E.ON SAISIT LA JUSTICE ESPAGNOLE SUR LE DOSSIER ENDESA

FRANCFORT/MADRID (Reuters) - E.ON et Acciona, qui se disputent le contrôle de la compagnie d'électricité espagnole Endesa, en ont tous deux appelé jeudi à la Haute Cour de justice de ce pays.

Le géant allemand des services collectifs entend obtenir de la justice espagnole qu'elle interdise le lancement par Enel et Acciona d'une offre sur Endesa, a expliqué dans un communiqué son président du directoire, Wulf Bernotat.

E.ON offre 40 euros par action, soit 42,3 milliards d'euros, pour le rachat du numéro un espagnol de l'électricité.

Enel et Acciona, qui ont dévoilé une offre concurrente à 41 euros par titre, ont interdiction de lancer leur OPA avant six mois, en vertu d'une décision de la Commission nationale des marchés de valeurs, l'autorité espagnole des marchés financiers.

Acciona a saisi la Haute Cour de son côté pour contester ce délai imposé par la CNMV et qu'il juge "arbitraire". Dans un communiqué, le groupe de BTP rappelle qu'il détient avec Enel 46% d'Endesa et que la loi oblige à déposer une offre sur l'ensemble du capital d'une entreprise lorsqu'il y a franchissement du seuil de 25%.

L'italien Enel de son côté menace de poursuivre Caja Madrid en justice pour avoir accepté de vendre ses 9,9% d'Endesa à E.ON après la décision du groupe allemand de relever son prix pour la troisième fois.

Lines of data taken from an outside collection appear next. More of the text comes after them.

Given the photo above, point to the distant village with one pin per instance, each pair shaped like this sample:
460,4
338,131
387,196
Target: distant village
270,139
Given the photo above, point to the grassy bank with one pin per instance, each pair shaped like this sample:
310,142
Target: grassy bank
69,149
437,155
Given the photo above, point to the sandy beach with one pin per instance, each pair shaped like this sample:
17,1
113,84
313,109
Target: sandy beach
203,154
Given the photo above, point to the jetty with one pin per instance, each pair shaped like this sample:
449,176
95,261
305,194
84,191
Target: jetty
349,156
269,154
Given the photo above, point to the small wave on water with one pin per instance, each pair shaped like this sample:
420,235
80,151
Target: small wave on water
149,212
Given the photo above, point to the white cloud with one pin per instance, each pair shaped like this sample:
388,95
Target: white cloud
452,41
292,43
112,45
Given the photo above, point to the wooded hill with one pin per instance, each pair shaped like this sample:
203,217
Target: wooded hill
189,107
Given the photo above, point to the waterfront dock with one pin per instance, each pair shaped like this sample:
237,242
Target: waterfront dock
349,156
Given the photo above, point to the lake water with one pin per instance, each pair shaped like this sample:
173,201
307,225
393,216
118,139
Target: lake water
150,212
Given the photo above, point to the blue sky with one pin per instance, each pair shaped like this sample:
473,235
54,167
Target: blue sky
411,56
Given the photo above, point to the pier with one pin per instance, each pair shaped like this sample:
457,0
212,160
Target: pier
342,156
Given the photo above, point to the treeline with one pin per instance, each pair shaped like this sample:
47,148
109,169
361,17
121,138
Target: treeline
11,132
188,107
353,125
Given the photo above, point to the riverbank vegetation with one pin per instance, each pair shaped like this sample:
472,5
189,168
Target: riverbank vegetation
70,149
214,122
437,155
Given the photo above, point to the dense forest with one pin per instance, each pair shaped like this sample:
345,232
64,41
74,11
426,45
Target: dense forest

La Commission européenne, enfin, a entamé mercredi une procédure judiciaire à l'encontre de l'Espagne à qui elle reproche de ne pas avoir supprimé les conditions posées au rachat d'Endesa.

L'action Endesa a clôturé jeudi à 40,55 euros, en hausse de 1,05% sur la séance, ce qui laisse penser que les investisseurs ne croient pas au succès de l'offre d'E.ON, qui court jusqu'au 3 avril. Les résultats de l'OPA seront connus le 10 avril et E.ON aura un jour pour décider d'acheter les actions apportées.

Le comité des indices de la Bourse de Madrid a décidé de suspendre Endesa de l'indice Ibex des valeurs vedettes jusqu'au 4 avril. Il se réunira de nouveau le 12 avril pour le réintégrer ou non dans l'échantillon de l'indice.